Britain's Brexit Secretary Stephen Barclay has said the UK is not looking to extend the Article 50 exit process and will leave the European Union on 29 March.
The Telegraph newspaper reported that British and European officials are discussing the possibility of extending the UK's formal notice to withdraw from the EU amid fears a Brexit deal will not be approved by the withdrawal date.
"The government's policy is clear on this, the prime minister has said it on many an occasion: We are leaving the European Union on the 29th of March. We are not looking to extend," Mr Barclay told Sky News.
When asked if any politicians in the Conservative Party had changed their minds on opposing British Prime Minister Theresa May's deal, Mr Barclay said: "Some have said they are much more open to but it is obviously challenging."
The newspaper said British officials had been "testing the waters" on extending Article 50, but Downing Street said that the prime minister had always said the UK would leave on 29 March and would not extend Article 50.

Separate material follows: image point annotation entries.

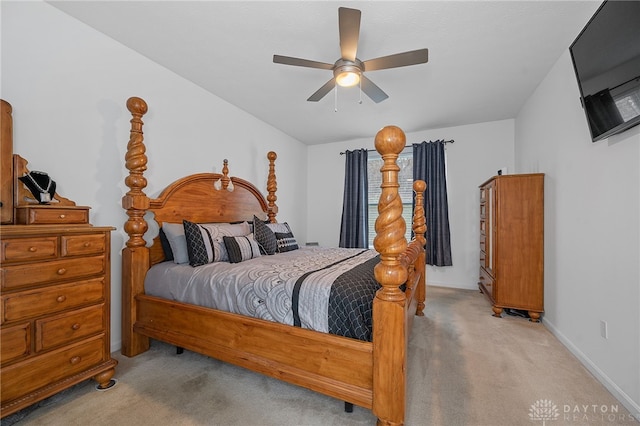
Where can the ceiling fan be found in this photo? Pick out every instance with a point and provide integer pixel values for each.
(349, 70)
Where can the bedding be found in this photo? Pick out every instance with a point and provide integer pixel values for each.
(324, 289)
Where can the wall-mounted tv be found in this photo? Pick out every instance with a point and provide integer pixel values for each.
(606, 59)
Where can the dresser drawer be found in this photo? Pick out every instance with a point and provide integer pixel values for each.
(486, 281)
(25, 249)
(46, 215)
(24, 275)
(80, 245)
(32, 303)
(22, 378)
(62, 329)
(15, 342)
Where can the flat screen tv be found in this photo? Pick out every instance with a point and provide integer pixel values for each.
(606, 59)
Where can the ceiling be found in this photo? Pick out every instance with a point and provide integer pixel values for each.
(485, 57)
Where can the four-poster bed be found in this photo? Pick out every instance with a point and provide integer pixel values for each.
(371, 374)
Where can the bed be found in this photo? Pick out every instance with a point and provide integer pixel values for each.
(368, 373)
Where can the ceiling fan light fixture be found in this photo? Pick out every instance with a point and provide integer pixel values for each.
(347, 73)
(348, 79)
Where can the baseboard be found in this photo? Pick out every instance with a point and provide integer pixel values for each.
(609, 384)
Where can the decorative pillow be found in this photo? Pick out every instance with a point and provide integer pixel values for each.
(279, 227)
(166, 247)
(177, 241)
(241, 248)
(264, 236)
(286, 242)
(204, 241)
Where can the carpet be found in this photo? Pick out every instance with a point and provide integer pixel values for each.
(465, 367)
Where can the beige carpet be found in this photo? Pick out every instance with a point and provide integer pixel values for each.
(465, 366)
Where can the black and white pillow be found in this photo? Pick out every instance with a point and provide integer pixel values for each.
(205, 242)
(241, 248)
(264, 236)
(286, 242)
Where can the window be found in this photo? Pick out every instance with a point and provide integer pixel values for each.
(405, 179)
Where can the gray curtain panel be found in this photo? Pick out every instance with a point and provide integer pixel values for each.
(429, 165)
(355, 211)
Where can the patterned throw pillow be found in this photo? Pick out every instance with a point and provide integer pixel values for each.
(286, 242)
(175, 235)
(241, 248)
(264, 236)
(205, 242)
(279, 227)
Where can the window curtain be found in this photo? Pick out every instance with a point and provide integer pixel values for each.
(354, 228)
(429, 165)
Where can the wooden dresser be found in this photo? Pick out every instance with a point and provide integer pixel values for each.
(512, 243)
(54, 315)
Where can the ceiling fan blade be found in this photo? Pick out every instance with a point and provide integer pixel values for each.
(370, 89)
(287, 60)
(413, 57)
(349, 26)
(321, 92)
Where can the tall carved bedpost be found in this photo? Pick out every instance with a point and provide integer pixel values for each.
(389, 339)
(135, 254)
(419, 230)
(272, 187)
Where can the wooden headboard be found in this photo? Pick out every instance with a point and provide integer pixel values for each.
(200, 198)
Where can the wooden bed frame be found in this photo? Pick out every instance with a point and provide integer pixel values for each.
(369, 374)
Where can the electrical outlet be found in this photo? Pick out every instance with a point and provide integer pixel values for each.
(603, 329)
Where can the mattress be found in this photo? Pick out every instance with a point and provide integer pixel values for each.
(329, 290)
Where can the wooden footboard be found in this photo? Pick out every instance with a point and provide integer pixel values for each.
(369, 374)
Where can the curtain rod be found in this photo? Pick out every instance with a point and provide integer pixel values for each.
(408, 146)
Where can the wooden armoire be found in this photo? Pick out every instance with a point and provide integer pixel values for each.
(512, 243)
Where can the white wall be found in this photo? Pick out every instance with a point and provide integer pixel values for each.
(592, 231)
(478, 152)
(68, 85)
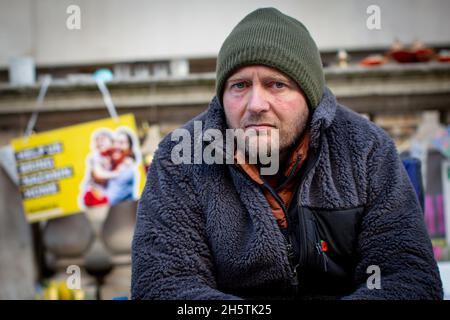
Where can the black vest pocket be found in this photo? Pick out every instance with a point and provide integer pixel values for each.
(326, 240)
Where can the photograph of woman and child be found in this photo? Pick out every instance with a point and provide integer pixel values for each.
(112, 174)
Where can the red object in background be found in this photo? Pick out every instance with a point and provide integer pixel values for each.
(409, 56)
(443, 57)
(424, 54)
(373, 60)
(94, 198)
(324, 245)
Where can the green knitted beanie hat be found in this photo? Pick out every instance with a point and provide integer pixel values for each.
(268, 37)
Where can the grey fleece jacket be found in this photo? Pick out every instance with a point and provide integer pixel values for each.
(207, 232)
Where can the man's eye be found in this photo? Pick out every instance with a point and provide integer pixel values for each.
(238, 85)
(279, 85)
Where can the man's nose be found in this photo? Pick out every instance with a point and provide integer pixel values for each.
(258, 101)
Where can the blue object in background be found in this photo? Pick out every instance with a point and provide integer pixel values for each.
(413, 168)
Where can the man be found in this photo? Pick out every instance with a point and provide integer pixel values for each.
(339, 219)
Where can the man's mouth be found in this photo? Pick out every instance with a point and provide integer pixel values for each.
(259, 126)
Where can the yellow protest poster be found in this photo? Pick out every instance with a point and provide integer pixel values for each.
(65, 171)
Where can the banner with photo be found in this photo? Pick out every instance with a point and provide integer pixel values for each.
(64, 171)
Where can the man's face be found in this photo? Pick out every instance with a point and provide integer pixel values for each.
(262, 98)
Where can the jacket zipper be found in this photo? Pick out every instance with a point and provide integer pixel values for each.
(290, 249)
(318, 245)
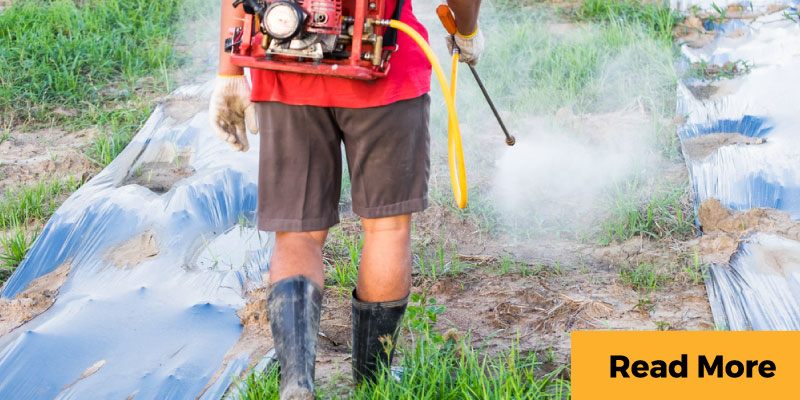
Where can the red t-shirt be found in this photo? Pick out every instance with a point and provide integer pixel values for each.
(409, 77)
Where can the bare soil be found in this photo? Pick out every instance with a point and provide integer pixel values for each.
(36, 299)
(134, 251)
(27, 157)
(700, 147)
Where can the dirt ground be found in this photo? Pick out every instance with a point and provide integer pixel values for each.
(28, 156)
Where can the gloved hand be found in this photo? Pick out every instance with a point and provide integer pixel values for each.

It comes as Mrs May looks set to lose a crucial vote, which has been confirmed for 15 January, on a Brexit deal.
With stalemate around Mrs May's Brexit deal, MPs continue to look at ways in which they can use parliamentary powers to influence a process that is increasingly unpredictable.
That will include voting on an amendment today that could curb government spending if the UK were to leave the EU with no deal.
Mrs May's government continues to argue that the way to prevent no deal is to vote through her plan next week.
But many MPs remain unhappy with aspects of it and it currently looks as though it will be defeated.
Separately, Taoiseach Leo Varadkar has said the EU is willing to give written assurances about the Withdrawal Agreement ahead of next week's crucial vote at Westminster.
Speaking to reporters during a trip to Mali, he said: "The summit conclusions at our last meeting in December provided written assurances, but what's happening at the moment is there is close contact between the UK and EU institutions as to whether a further set of written guarantees, explanations and assurances could make a difference.
"Our intent, once the Withdrawal Agreement has been ratified by Westminster and the European Parliament, is to get into talks on the future relationship on the new economic and trade treaty with Britain, on the new security partnership with Britain.
"We don't want to trap the UK into anything - we want to get onto the talks about the future relationship right away.
"I think it's those kind of assurances we are happy to give."